Kinzu v2 pro steelseries
We prefer the black one!

The sensor has changed, too. There's no more laser; this one's an LED model. This solution is surely more economical, but it's also highly effective—we checked—and easy to recognise with its red light. LED sensors tend to prefer mouse pads, so we tested the Kinzu v2 Pro on our TT Dasher. And imagine our surprise when we saw that the sensor functioned at speeds of over 5 metres per second! That's one of the highest scores we've ever seen. Another merit is its widely varying speed of exchange with the computer. The v2 Pro doesn't just stay put at 1000 Hz, meaning that it uses an extremely low amount of CPU power. In our tests it had a range of 4 to 25% CPU use—that's two to three times lower than other gaming models.

Cube m s
A gamer's mouse needs a sensor that works through
movements faster than 3 metres per second

All the same, we do have trouble seeing who, if anyone, will actually fall for this mouse.

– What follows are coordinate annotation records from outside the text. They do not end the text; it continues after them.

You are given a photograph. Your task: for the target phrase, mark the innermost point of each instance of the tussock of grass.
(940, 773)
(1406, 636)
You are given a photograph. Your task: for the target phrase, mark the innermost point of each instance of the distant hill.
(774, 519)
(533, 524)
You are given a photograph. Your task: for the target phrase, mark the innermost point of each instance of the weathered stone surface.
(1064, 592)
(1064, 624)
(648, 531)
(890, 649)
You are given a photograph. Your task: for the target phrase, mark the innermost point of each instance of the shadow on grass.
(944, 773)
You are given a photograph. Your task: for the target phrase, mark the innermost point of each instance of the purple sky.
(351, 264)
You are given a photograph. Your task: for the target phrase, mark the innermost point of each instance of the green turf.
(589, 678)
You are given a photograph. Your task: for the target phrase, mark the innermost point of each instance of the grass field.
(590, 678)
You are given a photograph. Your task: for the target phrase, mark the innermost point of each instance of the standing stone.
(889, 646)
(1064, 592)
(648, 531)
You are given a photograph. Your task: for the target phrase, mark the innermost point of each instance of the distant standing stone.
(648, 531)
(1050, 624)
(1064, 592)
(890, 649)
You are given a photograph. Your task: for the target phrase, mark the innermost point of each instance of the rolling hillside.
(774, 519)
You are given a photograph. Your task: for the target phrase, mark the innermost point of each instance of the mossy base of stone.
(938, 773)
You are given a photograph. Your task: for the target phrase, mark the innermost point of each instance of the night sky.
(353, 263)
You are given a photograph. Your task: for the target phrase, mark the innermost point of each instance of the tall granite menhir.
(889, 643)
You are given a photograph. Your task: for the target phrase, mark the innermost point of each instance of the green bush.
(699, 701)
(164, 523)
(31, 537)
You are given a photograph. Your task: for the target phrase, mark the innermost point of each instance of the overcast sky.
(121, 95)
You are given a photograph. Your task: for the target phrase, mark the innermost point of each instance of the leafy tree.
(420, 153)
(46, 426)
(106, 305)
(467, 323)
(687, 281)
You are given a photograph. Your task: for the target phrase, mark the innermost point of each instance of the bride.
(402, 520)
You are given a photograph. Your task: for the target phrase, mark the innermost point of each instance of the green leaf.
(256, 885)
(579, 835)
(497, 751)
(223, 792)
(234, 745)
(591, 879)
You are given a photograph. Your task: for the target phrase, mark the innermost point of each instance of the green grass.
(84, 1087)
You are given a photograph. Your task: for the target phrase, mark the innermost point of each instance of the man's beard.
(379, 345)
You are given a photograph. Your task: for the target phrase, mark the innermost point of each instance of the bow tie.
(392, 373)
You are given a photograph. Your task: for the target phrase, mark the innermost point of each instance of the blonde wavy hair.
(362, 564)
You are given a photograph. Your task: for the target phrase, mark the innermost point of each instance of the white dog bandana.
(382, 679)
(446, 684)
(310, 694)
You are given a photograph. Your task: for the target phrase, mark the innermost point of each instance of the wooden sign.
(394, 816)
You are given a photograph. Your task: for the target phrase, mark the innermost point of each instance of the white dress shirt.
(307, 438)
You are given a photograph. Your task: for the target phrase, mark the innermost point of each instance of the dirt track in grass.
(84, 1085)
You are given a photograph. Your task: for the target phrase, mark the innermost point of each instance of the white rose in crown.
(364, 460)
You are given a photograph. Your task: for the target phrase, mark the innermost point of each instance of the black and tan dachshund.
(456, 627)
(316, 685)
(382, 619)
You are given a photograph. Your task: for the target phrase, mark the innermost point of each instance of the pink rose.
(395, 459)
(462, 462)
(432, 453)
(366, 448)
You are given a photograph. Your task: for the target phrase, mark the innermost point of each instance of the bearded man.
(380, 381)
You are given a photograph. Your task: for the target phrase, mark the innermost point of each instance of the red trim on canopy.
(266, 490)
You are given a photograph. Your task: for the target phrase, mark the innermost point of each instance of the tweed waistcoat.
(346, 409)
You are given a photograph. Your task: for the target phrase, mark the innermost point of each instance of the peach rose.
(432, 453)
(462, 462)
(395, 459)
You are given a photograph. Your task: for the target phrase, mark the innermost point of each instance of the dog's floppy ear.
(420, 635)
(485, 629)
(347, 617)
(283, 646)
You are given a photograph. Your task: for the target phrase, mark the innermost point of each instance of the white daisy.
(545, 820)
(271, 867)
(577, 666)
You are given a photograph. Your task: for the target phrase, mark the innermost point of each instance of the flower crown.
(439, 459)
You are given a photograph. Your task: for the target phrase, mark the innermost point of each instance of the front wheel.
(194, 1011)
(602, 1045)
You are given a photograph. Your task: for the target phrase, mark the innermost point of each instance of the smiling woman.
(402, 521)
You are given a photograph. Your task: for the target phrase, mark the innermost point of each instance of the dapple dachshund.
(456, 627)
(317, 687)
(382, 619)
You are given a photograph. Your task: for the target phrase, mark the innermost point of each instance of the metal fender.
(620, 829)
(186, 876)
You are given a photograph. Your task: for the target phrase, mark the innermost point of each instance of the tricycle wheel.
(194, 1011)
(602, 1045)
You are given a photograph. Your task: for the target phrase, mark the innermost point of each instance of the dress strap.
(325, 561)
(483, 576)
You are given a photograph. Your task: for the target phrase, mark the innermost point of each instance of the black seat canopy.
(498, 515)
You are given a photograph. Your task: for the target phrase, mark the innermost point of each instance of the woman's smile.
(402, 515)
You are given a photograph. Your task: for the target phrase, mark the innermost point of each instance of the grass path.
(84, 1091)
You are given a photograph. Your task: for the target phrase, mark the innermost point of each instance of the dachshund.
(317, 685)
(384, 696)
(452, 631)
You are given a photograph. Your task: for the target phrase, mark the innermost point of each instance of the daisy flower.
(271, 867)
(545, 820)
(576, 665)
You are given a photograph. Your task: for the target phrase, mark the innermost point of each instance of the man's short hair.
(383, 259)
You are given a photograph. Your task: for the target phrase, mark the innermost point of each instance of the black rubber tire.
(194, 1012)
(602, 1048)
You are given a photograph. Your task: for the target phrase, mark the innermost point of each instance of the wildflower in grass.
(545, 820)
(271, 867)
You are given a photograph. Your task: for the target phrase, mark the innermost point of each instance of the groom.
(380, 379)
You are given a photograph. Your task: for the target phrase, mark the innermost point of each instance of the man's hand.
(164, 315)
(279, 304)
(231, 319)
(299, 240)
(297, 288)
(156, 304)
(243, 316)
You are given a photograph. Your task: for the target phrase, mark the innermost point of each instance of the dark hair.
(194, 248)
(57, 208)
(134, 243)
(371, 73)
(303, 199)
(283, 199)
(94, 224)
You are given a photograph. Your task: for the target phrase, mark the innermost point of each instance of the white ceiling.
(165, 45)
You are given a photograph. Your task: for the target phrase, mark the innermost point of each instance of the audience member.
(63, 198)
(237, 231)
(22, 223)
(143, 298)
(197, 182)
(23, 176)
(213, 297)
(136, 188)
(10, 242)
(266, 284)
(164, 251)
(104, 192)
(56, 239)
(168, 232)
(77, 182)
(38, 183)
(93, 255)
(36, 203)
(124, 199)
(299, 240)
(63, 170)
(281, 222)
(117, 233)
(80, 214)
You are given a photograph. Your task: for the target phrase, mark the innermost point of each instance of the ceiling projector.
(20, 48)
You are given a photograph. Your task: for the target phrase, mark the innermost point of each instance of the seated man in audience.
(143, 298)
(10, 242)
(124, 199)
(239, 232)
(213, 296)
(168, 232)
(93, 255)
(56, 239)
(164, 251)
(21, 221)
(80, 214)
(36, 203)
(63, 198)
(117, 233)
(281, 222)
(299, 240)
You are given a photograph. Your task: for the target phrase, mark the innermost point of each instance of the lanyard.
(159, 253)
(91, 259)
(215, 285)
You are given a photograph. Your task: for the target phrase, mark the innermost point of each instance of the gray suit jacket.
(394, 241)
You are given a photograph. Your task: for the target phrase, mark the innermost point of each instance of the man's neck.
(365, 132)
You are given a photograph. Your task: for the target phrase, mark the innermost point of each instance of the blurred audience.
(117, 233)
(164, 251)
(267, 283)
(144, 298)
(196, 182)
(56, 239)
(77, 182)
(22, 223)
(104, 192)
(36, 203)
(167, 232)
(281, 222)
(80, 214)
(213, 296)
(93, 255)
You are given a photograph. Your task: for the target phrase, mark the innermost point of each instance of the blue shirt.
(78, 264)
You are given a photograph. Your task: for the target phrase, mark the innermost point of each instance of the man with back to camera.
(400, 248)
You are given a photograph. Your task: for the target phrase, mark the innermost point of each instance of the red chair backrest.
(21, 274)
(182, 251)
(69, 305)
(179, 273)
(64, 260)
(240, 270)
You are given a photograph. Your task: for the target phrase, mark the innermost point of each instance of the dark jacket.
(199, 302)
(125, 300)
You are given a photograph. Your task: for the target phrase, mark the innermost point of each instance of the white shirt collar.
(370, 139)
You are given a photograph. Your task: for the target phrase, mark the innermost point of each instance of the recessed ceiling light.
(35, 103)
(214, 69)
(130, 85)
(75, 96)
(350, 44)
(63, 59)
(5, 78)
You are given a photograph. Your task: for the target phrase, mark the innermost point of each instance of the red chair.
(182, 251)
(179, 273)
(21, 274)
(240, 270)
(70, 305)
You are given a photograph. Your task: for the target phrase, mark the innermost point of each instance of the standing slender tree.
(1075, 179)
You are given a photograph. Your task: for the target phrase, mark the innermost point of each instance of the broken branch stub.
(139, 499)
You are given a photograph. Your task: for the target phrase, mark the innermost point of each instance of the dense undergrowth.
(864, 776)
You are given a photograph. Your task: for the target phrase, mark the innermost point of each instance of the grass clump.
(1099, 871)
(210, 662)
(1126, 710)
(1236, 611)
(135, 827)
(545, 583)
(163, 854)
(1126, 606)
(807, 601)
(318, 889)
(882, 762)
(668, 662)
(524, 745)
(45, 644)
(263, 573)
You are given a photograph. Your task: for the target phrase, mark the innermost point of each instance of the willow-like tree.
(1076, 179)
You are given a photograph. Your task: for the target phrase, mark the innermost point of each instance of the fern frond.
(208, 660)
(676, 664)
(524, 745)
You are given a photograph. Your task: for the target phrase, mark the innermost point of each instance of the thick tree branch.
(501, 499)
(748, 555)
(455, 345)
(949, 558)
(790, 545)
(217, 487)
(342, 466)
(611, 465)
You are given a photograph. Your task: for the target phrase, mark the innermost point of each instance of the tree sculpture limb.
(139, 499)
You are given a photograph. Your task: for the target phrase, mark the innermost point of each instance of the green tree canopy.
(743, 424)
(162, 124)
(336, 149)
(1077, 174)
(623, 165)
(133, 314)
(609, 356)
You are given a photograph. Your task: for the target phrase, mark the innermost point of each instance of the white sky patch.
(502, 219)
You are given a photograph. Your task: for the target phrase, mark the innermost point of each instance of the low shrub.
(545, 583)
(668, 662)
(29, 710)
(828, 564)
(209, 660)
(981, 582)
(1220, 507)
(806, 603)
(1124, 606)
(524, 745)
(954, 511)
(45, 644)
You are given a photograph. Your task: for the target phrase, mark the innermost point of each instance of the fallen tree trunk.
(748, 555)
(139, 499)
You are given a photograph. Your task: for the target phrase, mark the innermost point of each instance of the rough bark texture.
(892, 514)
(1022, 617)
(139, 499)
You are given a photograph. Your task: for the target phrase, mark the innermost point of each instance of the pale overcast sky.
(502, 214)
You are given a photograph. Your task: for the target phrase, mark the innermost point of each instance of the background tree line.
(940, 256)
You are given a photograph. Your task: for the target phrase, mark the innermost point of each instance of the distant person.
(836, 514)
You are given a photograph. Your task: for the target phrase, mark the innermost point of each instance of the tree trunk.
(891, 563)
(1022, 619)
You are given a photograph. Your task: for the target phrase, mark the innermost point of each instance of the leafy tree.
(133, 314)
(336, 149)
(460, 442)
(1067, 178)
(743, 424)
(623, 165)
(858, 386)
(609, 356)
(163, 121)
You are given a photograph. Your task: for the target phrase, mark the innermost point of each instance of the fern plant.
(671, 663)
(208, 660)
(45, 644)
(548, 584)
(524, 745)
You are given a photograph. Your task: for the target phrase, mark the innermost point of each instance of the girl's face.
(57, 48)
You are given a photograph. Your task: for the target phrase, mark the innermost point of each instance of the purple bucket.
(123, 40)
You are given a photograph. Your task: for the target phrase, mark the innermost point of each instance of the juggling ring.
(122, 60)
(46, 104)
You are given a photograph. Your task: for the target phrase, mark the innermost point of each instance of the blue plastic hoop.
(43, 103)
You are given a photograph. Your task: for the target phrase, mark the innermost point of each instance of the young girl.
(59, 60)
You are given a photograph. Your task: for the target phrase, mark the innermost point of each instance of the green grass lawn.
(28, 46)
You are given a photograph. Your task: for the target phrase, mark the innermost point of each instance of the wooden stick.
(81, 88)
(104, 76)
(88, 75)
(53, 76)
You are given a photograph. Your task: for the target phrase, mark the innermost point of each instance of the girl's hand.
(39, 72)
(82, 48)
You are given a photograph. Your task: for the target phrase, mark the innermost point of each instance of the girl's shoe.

Yes, it does use very little processing power, and yes, it does have a very good sensor, but it's missing buttons and it's too light (68 grammes). That's not exactly what the demanding user is looking for... Or maybe it's supposed to be targeted to gamers who hardly ever play and only use second-rate computers, no-frills notebooks, or declining PCs.
3/5 SteelSeries Kinzu v2 Pro DigitalVersus 2012-03-16 16:50:00


  • The sensor handles speeds of over 5 mps!
  • Low price
  • Left- and right-handed
  • Looks good, especially the black one
  • Double braided cord
  • Very low CPU usage, despite the 1000 Hz


  • A bit too lightweight: 68 g
  • The LED sensor prefers to be used on a mouse pad
  • No side buttons
  • Noisy & notched scroll wheel; some Logitech wheels come with a choice of notched or smooth
  • Wide glides (although they're removable, as opposed to the Nova X 600)


Used with a good pad, this mouse gives great gaming performances. Too bad it's so lightweight and doesn't have side buttons.